We used the language analyzers built into Elasticsearch for all the languages that didn't have an active reviewer. We used a custom analyzer for English and for Italian and did accent squashing. They were just built out of the analyzers built into Elasticsearch but weren't
italian. Maintaining these isn't too hard because you rarely tweak them, but you need to be careful with testing.
We used MediaWiki's inbuilt redirect functionality rather than synonyms. This let the wiki maintainers set up the redirects that were appropriate. So ever page has a title and a number of "redirect" titles, all of which are indexed and searched.
We did predictive text using edge-ngrams. We didn't use the completion suggester because it was experimental at the time and didn't handle deleted documents. I believe they've since gone to something much fancier after I left.
Our goals were, in order,
- Didn't fall over under the load.
- Stable enough that you didn't have to worry about it paging you every night.
- Updated quickly. Old system was once every few days, new one was a few second behind real time.
- Reasonable response times
- Recall good enough that people thought it was good. Fairly unscientific.
Later work after I left was more in terms of improving recall.
The system took about a year and a half to deliver fully. The first launch was six months in. The year between the first launch and deploying to enwiki we:
- Contributed a few things to Elasticearch
- Wrote our own highlighter
- Implemented regex search for text, a super nice tool for article editors if a little slow. Still way, way faster than a linear regex search.
- Scrounged up a lot more hardware.
- Actually bought hardware.
- Spent some time improving the job management system in general use at the WMF, particularly how it worked with our indexing jobs.
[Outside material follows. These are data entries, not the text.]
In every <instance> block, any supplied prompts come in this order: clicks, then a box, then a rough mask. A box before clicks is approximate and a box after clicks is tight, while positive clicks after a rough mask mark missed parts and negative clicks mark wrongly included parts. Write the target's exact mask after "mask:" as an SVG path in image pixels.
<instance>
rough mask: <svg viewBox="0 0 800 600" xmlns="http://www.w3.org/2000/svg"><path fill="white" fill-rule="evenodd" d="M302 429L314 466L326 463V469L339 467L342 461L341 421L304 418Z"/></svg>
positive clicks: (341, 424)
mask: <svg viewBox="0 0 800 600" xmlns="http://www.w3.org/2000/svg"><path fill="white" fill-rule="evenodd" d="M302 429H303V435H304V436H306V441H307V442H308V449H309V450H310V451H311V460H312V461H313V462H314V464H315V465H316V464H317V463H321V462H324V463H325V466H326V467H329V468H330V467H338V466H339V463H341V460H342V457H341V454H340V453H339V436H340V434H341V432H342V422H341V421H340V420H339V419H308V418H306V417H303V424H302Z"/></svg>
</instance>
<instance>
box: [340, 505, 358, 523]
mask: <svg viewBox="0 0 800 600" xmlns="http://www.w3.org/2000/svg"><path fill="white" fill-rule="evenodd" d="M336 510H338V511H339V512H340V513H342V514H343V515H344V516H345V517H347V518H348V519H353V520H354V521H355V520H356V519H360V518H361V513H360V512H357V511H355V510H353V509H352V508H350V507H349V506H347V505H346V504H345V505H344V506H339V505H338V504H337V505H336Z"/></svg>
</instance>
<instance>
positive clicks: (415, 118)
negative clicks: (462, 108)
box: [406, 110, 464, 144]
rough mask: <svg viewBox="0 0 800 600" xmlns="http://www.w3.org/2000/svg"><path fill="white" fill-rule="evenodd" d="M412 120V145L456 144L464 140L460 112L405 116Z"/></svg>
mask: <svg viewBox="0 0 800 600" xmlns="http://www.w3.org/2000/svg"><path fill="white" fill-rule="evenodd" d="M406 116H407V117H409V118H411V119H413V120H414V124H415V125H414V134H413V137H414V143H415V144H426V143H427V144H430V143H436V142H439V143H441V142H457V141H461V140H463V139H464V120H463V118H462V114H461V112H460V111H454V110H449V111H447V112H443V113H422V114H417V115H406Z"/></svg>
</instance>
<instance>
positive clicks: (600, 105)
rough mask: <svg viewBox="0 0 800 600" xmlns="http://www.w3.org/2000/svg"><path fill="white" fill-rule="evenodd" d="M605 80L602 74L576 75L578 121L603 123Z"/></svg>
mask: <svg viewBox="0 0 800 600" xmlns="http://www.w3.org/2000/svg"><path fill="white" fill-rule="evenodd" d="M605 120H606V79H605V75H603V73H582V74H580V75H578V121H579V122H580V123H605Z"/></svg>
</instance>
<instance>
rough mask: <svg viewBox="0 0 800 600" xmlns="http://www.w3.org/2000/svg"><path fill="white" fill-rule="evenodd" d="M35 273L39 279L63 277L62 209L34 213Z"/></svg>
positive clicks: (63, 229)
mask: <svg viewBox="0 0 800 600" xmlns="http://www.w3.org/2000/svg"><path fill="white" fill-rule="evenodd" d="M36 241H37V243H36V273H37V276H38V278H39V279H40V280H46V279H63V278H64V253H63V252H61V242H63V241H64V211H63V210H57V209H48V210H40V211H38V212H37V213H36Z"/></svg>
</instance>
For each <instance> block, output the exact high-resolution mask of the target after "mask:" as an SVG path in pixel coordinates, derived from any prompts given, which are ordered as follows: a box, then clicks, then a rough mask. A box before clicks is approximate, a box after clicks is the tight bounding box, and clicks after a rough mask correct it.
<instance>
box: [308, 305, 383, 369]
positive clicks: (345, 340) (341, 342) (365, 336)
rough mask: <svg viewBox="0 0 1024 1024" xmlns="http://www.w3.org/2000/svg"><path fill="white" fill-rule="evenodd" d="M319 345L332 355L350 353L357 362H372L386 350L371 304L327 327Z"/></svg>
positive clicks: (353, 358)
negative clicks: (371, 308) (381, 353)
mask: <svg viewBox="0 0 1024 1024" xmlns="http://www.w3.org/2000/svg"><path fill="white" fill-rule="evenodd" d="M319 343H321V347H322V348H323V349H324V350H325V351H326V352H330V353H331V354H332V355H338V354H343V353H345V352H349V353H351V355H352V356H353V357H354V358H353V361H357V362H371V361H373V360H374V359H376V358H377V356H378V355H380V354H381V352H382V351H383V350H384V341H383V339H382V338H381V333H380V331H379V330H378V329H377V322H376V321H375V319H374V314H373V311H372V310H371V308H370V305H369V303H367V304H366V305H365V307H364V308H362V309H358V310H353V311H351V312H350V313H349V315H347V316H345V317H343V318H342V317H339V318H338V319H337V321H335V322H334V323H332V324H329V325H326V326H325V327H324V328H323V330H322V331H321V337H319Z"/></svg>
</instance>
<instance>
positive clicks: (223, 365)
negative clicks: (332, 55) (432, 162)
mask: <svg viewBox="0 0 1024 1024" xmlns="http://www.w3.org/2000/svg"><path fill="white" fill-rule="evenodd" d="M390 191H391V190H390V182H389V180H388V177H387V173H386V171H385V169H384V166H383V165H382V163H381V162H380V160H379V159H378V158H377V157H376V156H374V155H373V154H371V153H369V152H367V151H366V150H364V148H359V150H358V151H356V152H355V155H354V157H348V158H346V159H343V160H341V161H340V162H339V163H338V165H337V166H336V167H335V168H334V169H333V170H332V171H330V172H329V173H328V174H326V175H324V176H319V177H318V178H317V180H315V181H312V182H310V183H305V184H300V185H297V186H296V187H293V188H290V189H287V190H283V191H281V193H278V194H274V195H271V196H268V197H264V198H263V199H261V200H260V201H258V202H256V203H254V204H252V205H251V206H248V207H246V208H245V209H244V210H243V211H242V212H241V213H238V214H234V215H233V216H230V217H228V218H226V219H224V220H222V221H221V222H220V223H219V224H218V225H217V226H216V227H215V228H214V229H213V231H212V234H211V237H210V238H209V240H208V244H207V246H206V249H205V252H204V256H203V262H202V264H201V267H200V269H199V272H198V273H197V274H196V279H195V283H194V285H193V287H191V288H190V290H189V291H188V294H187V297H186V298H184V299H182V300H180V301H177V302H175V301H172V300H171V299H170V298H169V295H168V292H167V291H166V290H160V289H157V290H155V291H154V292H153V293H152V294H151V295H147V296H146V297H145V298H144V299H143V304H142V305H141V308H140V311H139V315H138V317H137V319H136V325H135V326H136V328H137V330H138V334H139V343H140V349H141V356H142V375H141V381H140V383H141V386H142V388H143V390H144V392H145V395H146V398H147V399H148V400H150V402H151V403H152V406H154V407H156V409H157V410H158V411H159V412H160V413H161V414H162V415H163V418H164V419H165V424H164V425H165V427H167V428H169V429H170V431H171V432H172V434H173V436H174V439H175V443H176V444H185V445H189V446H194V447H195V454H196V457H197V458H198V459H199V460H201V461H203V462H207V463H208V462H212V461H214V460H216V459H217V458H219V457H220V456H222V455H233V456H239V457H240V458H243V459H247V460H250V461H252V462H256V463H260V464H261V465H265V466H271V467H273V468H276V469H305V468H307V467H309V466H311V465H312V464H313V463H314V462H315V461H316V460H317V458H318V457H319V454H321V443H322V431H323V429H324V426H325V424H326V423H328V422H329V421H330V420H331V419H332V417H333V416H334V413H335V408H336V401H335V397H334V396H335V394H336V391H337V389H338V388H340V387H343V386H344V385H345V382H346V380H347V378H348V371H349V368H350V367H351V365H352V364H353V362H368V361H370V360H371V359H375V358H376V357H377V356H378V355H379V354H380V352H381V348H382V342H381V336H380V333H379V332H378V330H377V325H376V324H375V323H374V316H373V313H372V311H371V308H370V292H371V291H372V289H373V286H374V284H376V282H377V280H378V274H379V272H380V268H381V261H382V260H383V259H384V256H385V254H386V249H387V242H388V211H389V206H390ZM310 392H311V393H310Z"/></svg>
I expect you'd be able to get something reasonable together much, much faster than our year and a half. A lot of our trouble was due to trying to get online updates with very little hardware, trying to juggle hardware from an old system into the new one, and the traffic. Performance testing on real hardware was critical because it is fairly expensive to have enough hardware to support the search load for WMF. We only had the real hardware to test with. And a lot of what we did was react to performance problems and patch them in Elasticsearch or by building things we needed.